Summary of Relative Ongoing Clinical Trial

NCT No.	Intervention	Status	Country
NCT02170090	Gemcitabine+Cisplatin vs Obervation	Recruiting	Germany
NCT00779454	GEMOX + Panitumumab + Capecitabine	Active, not recruiting	France
NCT01320254	Panitumumab + Cisplatin/Gemcitabine	Unknown (information has not been verified recently)	Denmark
NCT00033462	Erlotinib	Unknown (information has not been verified recently)	Germany
NCT00747097	Gemcitabine + Cetuximab	Completed, no results available	USA
NCT00948935	Gemcitabine/Irinotecan + Panitumumab	Unknown (information has not been verified recently)	Belgium

Notably, EGFR-targeted therapy groups exhibited higher rates of adverse events, including significantly increased rates of diarrhoea, neutropaenia and transaminase elevation. However, further analysis comparing grade 3-4 adverse events did not reveal significant differences in either group. Therefore, GEMOX combined with EGFR-targeted therapy is a tolerable choice for advanced BTC patients. Skin rash was also a more common adverse event in the EGFR-targeted therapy group. The correlation between skin rash severity and EGFR-targeted therapy efficacy supports a predictive role for EGFR antagonists in patients with mCRC and NSCLC36, 37. Therefore, we calculated the rate for this reaction to occur in the included RCTs and demonstrated a significant difference in the GEMOX+EGFR-targeted therapy group. It would be interesting to explore whether the skin rash might be a predictive factor for BTC patients using EGFR-targeted therapy or be useful in selecting patient subgroups for different therapy regimens.
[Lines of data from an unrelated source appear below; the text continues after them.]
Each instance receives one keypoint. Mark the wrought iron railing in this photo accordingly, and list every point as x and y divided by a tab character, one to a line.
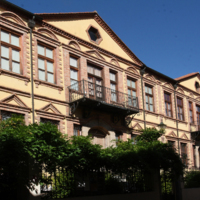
86	89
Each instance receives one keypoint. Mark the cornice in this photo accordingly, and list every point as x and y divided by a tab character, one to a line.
89	45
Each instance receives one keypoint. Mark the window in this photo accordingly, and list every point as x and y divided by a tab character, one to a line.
77	130
55	122
191	112
172	144
184	153
46	64
194	156
149	98
113	86
180	108
95	82
131	92
168	105
10	52
94	35
133	137
73	70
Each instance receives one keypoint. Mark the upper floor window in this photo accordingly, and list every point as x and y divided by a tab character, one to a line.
131	92
10	52
73	70
180	108
46	70
168	105
184	153
95	82
198	114
113	86
149	98
55	122
191	112
77	130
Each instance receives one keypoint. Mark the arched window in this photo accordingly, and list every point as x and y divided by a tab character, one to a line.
197	86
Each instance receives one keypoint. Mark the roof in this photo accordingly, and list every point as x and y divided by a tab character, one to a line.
187	76
94	15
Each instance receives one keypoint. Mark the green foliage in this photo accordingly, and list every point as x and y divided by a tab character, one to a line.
192	179
24	149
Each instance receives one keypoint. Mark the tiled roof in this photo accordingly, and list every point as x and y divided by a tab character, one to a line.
186	76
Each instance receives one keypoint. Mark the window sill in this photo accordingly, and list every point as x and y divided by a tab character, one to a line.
51	85
15	75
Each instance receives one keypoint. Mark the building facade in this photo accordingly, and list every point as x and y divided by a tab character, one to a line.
87	81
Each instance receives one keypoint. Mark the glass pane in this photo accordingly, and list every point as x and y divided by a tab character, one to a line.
4	36
97	72
50	78
41	63
74	74
49	53
40	50
4	52
4	64
16	67
147	99
151	108
133	84
150	90
42	75
73	62
112	76
133	93
112	86
14	40
49	66
146	89
15	55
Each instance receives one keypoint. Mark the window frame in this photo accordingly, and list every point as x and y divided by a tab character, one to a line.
149	95
116	85
180	107
191	110
168	102
12	47
77	69
46	59
184	153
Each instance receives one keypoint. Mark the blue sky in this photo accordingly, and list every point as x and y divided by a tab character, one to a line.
163	34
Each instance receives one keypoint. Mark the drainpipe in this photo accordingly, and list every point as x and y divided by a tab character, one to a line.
31	24
175	86
142	72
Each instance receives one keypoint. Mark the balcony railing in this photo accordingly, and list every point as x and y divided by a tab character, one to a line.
106	96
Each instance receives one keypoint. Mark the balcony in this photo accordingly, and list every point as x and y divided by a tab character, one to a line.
93	96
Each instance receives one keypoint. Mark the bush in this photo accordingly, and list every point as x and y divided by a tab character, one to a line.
192	179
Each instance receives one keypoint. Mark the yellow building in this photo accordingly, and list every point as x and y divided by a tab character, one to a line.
73	70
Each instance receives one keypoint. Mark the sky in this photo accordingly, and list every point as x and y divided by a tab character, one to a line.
163	34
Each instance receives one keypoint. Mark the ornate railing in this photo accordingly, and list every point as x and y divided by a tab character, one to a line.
86	89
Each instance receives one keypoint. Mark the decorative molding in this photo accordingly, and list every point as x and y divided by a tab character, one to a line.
15	98
75	44
96	53
48	32
10	15
114	62
15	75
51	85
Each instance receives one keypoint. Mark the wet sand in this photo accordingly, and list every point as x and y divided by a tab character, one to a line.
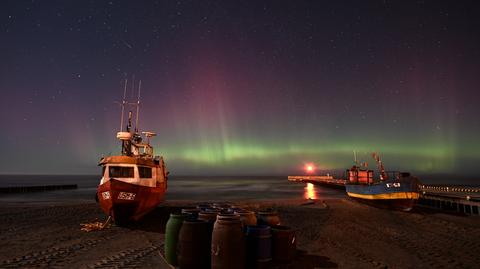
338	233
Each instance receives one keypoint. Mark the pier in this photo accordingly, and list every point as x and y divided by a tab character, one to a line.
327	180
21	189
448	198
456	199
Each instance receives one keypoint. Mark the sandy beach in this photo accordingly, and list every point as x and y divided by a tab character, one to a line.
334	233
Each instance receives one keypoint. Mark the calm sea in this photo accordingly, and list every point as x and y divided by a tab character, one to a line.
205	188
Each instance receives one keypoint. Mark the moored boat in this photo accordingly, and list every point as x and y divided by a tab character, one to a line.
135	182
397	190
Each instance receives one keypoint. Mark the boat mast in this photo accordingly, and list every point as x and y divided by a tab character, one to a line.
123	105
138	106
381	168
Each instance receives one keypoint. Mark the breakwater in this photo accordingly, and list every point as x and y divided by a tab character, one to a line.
21	189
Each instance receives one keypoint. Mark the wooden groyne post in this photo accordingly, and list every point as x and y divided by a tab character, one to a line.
21	189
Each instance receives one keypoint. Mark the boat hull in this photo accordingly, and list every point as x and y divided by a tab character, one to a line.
396	194
126	202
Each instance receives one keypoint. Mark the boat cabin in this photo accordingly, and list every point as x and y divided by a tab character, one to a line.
138	171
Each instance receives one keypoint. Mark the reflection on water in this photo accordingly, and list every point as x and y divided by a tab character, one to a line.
309	192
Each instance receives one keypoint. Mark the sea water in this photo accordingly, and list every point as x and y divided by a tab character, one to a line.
198	188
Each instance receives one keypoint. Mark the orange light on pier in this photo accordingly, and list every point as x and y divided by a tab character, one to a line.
309	192
309	168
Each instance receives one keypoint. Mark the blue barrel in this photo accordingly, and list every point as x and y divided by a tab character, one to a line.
259	246
284	245
191	212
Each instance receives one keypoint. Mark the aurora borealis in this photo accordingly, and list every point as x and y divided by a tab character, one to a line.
243	88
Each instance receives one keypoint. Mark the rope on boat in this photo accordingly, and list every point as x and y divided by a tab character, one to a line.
95	226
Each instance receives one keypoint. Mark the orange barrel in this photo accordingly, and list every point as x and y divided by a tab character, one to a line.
228	216
208	216
228	244
247	217
191	212
284	245
194	244
212	209
204	206
269	217
172	229
259	244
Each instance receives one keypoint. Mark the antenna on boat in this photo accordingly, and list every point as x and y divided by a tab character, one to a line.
123	104
138	106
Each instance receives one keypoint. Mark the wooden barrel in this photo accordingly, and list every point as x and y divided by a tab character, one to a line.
203	206
247	217
208	216
227	216
172	230
284	245
259	245
213	209
228	244
269	217
191	212
194	244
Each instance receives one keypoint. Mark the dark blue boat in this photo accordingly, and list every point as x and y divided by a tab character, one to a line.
393	190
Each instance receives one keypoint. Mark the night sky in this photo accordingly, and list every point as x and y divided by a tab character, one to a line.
242	87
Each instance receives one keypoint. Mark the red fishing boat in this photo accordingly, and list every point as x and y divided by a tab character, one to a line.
135	182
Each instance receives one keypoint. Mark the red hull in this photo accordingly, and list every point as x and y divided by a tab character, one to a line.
126	202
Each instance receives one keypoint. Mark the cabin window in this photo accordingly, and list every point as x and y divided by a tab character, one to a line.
145	172
120	171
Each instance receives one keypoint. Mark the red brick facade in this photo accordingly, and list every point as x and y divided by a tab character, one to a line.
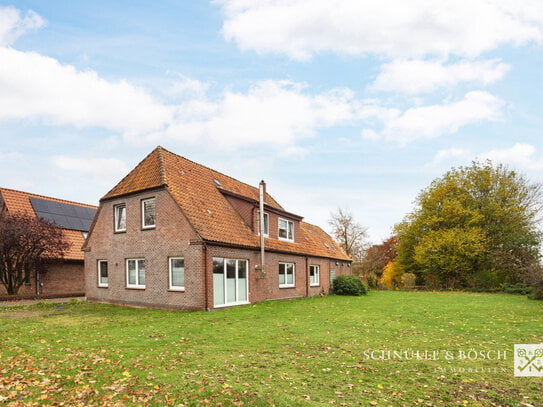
58	277
173	236
63	276
200	215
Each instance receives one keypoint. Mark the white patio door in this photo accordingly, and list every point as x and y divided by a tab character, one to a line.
230	281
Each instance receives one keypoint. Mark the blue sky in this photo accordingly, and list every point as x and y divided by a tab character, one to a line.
346	104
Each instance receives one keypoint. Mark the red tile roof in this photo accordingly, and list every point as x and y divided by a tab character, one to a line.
197	191
18	202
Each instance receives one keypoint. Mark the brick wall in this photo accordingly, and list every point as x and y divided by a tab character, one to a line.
267	288
62	277
170	238
174	237
56	278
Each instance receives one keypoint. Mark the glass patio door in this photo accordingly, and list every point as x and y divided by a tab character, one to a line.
230	281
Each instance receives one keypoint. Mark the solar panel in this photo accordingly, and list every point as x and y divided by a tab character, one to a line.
64	215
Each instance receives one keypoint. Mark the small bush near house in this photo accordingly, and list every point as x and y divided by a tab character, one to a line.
349	285
408	280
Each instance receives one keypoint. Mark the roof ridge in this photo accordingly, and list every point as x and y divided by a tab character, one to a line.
156	149
208	168
46	197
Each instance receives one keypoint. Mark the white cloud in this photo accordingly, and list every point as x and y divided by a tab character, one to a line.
418	76
270	112
521	155
38	87
13	24
10	156
392	28
96	168
432	121
450	153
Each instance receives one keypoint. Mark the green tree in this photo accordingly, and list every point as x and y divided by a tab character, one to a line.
476	226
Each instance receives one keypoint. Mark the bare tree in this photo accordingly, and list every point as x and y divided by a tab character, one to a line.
350	234
24	242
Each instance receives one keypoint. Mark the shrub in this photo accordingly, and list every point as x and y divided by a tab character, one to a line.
391	274
537	293
349	285
408	280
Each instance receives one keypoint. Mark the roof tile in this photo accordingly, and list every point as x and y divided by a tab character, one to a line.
18	202
197	191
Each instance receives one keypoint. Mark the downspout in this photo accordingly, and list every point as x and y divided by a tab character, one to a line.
262	192
206	278
37	280
307	276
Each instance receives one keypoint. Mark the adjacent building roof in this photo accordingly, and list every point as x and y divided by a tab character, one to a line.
198	191
73	221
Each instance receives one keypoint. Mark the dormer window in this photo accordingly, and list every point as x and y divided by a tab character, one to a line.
266	224
148	213
120	218
286	230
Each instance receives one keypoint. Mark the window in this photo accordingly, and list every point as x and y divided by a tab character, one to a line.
332	277
286	229
135	273
120	218
266	224
177	273
286	275
102	273
314	275
148	213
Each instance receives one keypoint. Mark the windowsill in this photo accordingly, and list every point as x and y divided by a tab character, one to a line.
233	304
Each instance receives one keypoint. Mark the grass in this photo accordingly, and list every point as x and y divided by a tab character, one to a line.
288	353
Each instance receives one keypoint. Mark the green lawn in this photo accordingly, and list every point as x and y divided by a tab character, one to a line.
287	353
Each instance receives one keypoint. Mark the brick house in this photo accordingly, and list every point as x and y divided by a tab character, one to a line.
176	234
54	276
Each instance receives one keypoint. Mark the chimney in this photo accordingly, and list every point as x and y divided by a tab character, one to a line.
262	194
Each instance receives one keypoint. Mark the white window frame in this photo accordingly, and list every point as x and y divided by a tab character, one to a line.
317	275
279	230
116	217
100	284
266	222
170	270
293	275
137	285
143	225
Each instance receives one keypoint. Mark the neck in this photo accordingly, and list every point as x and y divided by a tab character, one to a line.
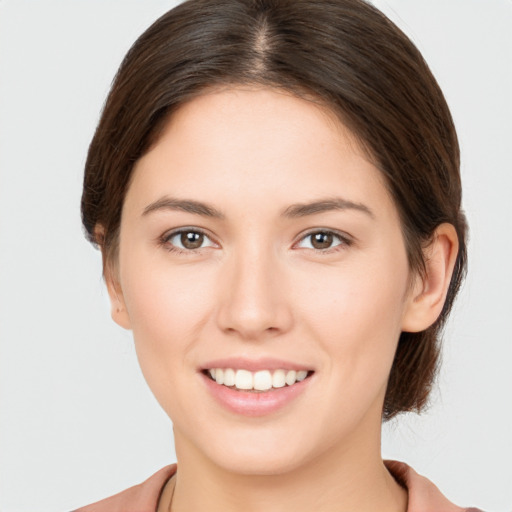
342	480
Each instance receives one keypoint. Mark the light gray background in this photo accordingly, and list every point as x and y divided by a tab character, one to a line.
77	422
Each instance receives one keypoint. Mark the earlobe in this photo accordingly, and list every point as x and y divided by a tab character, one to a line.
117	305
426	300
118	309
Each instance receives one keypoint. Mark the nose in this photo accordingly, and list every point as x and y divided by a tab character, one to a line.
254	303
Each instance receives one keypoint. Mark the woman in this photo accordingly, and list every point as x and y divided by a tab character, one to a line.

The limitation of our meta-analysis is that few clinical trials evaluating the benefit of GEMOX and EGFR inhibitors in BTC patients and performing detailed subgroup analyses to identify groups of patients with a benefit in PFS and OS were available. Therefore, we recognized the need for additional clinical trials that can be incorporated into a future meta-analysis.
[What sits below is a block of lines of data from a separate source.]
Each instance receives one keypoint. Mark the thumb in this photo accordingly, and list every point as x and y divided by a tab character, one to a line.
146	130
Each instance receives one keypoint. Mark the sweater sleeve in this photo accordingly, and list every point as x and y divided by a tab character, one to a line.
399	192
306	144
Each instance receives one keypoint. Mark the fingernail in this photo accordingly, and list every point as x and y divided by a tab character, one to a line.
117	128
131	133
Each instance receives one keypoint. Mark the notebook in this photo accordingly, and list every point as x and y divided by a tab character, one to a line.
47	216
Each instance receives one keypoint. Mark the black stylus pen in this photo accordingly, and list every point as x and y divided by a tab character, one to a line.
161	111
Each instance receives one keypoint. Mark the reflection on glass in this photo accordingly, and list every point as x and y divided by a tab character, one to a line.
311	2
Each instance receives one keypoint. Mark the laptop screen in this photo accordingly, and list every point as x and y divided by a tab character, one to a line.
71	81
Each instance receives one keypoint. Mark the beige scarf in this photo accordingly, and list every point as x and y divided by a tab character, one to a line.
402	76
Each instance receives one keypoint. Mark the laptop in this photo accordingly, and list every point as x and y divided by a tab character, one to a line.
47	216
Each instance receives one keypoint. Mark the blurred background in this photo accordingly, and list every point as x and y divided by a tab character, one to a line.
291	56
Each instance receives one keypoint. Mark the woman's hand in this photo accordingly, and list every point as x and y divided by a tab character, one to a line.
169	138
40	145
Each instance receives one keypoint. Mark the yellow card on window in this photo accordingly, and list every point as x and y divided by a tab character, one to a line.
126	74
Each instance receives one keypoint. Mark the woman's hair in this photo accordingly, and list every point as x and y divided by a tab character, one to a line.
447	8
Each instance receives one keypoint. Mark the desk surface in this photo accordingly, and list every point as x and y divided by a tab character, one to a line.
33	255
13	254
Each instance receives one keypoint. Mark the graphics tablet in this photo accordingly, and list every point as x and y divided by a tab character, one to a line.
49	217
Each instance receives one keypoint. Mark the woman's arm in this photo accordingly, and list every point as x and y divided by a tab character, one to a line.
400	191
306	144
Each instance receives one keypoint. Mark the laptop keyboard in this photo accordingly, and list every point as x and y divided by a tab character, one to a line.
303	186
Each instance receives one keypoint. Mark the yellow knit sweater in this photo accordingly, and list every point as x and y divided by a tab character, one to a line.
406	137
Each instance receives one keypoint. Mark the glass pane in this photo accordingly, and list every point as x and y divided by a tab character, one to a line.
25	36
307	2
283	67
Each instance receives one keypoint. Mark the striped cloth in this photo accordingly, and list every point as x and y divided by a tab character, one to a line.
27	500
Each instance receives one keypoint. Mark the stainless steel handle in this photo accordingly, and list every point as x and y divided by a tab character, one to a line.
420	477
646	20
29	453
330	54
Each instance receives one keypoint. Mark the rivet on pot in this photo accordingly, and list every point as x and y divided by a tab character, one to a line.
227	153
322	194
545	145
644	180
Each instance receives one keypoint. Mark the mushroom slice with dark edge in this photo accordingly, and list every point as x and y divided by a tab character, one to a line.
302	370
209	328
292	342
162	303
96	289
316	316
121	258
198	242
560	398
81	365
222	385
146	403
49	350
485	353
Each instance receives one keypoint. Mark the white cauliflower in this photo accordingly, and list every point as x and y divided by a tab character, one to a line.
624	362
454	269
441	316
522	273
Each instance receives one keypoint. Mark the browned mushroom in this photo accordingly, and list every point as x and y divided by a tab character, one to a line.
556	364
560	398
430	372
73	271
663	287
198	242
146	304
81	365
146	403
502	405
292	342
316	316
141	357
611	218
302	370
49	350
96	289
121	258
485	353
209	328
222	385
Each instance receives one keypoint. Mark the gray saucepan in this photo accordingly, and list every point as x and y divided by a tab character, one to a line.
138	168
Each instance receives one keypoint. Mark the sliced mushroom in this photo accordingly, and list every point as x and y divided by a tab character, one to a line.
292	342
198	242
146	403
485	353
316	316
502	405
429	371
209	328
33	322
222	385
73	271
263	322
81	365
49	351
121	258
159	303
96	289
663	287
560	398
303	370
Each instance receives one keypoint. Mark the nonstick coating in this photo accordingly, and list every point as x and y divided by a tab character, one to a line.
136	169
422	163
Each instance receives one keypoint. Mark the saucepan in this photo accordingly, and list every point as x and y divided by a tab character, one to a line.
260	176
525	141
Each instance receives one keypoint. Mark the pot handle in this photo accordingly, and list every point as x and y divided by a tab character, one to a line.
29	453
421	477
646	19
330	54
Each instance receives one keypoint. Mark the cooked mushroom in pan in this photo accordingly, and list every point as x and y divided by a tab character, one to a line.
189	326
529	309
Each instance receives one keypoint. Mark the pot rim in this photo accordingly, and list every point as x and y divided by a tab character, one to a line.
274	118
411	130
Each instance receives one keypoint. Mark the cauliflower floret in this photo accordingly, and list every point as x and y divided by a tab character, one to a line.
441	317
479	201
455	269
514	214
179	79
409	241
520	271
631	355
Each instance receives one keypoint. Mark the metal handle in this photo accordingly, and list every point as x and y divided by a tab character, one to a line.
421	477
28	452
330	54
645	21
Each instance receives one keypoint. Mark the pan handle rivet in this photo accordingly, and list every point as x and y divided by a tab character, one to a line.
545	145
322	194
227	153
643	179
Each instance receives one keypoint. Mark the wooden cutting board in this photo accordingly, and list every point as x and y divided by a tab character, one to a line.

In conclusion, combination chemotherapy with GEMOX and EGFR-targeted therapy improves PFS with tolerable toxicity in advanced BTCs, but the activity of the drugs does not translate into an increase in OS. Patients with cholangiocarcinoma exhibited a better ORR with EGFR-targeted therapy. Additional randomized studies comparing different platinum therapies with different EGFR-targeted therapy combinations to treat specific original sites malignancies of the biliary tract are warranted. Furthermore, it could be interesting to determine whether a skin rash is a predictive factor for BTC patients using EGFR- targeted drugs.